Morning Thanks

Garrison Keillor once said we'd all be better off if we all started the day by giving thanks for just one thing. I'll try.

Monday, November 14, 2016

Hugh Glass--epic hero



Clear as a friend's heart, 'twas, and seeming cool--
A crystal bowl whence skyey deeps looked up.
So might a god set down his drinking cup
Charged with a distillation of haut skies.
As famished horses, thrusting to the eyes
Parched muzzles, take a long-south water-hole,
Hugh plunged his head into the brimming bowl
as though to share the joy with every sense. 
And lo, the tang of that wide insolence 
Of sky and plain was acrid in the draught!
How ripplingly the lying water laughed!
How like fine sentiment the mirrored sky 
Won credence for a sin of alkali!
So with false friends. 

Pretend this is Lit 101. What on earth is going on here?

Students schooled in regional history might have a leg up. After all, this parched soul who stumbles blessedly on "a crystal bowl whence skyey [is that a word?] deeps looked up" is named Hugh, and he's alone and in very tough shape. If you've not been able to forget the violence of The Revenant, your nightmares might just lead you to believe "Hugh" is the bear-torn hero of that movie. And he is. 

But the rest of the class may need some background.

Hugh Glass has been left for dead. If you saw The Revenant or read the novel by Michael Punke or Lord Grizzily, by Frederick Manfred, you know the brutal story of Hugh Glass, beaver trapper, circa 1830, left for dead after being mauled by a she-bear. 

That helps. Hugh Glass is really, really, really thirsty; but what's with those "parched muzzles. . .thrusting"? What's that about? And what kind of "lying water laughed" anyway?--and "ripplingly"? Seriously? "The sin of alkali" does a ton more than suggest that the crystal bowl so long-sought (I'm picking up the bug) turns out, tragically, to be "acrid in the draught!" It ain't good--that's for sure. But isn't it all a little ridiculous?

"The Song of Hugh Glass" is an ancestor to Manfred's Hugh, as well as Punke's and Leonardo DiCaprio's. What we're reading is the verse of John Neihardt, who was once himself a legend in Nebraska, and left a state monument in Bancroft. Neihardt penned his version of the Hugh Glass saga in an epic poem that sounds for all the world like William Shakespeare or John Milton, the John Milton of Paradise Lost. That's a really long haul from Bancroft.

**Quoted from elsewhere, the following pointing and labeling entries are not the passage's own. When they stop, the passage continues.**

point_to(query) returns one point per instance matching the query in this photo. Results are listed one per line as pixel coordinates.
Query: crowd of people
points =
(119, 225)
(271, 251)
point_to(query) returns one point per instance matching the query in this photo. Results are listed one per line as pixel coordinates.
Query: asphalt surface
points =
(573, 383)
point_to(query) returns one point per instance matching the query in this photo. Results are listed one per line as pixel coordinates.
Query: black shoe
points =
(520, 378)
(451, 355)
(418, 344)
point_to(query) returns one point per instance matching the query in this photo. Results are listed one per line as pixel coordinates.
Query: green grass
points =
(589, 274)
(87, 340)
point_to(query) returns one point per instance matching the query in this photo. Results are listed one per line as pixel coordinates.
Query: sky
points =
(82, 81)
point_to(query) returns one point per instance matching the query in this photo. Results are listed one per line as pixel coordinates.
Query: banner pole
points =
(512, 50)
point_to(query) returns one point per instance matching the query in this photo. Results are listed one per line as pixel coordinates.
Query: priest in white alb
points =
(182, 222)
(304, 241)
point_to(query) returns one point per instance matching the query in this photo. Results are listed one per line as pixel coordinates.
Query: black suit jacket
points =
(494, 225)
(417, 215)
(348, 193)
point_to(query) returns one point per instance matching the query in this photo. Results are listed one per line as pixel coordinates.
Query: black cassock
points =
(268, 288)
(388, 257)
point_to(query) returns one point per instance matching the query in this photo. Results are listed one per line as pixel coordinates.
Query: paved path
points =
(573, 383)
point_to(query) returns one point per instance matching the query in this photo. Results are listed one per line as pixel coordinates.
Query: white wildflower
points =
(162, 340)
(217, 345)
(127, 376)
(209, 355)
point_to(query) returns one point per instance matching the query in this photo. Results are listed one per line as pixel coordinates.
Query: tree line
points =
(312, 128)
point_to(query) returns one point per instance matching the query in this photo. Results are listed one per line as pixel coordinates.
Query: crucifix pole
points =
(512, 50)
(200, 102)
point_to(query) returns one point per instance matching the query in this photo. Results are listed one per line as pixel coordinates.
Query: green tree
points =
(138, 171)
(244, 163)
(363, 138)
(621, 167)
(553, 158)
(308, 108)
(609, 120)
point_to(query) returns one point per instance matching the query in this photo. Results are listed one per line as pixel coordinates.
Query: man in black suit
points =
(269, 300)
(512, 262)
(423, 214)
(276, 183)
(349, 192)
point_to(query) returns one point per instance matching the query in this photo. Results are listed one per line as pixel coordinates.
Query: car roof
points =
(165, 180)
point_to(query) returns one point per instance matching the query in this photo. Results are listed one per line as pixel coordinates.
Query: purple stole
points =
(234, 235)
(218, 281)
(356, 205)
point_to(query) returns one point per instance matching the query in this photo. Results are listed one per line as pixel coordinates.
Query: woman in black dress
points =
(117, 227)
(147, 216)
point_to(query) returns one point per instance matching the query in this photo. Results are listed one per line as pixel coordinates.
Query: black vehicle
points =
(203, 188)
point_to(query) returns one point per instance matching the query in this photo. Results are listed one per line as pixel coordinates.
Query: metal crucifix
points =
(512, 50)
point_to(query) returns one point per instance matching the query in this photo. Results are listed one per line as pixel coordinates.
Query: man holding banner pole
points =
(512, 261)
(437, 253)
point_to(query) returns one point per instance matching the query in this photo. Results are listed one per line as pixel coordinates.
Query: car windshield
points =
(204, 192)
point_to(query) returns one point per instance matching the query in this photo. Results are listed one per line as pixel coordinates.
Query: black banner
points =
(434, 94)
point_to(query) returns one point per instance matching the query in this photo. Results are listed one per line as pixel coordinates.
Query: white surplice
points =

When Neihardt took Lit 101, what he learned was that true literary stardom, a readership across the ages, needed to be housed in a peculiar style, something called epic poetry. Think Homer--The Iliad and Odyssey. Maybe Beowolf?  So right out here in our world, a world or two away from Aegean fields or Stratford-upon-Avon, John Neihardt figured the Hugh Glass saga was just as great a story as any other--lengthy narrative poems about heroic figures absolutely central to a nation's identity. 

"Why not?" Neihardt must have told himself. What America needs is its own Epic of Gilgamesh or Divine Comedy. Why not start with a wilderness hero like Hugh Glass? 

You got to love the aspiration, don't you? John Neihardt argued for world-class heroism right here on the Plains.

Plunged deeper than the seats of hate and grief,
He gazed about for aught that might deny
Such baseness: saw the non-committal sky,
The prairie apathetic in a shroud,
The bland complacence of a vagrant cloud--
World-wide connivance.

Wow. Amazing. In his deprivation, Glass looks to nature for sweet solace and gets "the prairie apathetic" and a "vagrant cloud." It's "World-wide connivance" because, dang it! no one cares.

Okay, let's be forthright. A full century after Neihardt outfitted Hugh Glass in a Grecian wardrobe, the overblown style seems dead wrong, doesn't it? 

Maybe. But you got to love John Neihardt. What he was doing was something we may well need more of. He was cheerleading. He truly believed our stories ranked with anyone's anywhere in time and space. 

And he was right. Last year, The Revenant was awarded three Oscars. Wasn't the same Hugh Glass story, wasn't set in Siouxland; but Neihardt was without a doubt on to something when he sang "The Song of Hugh Glass," something that began here, a story first written in Siouxland.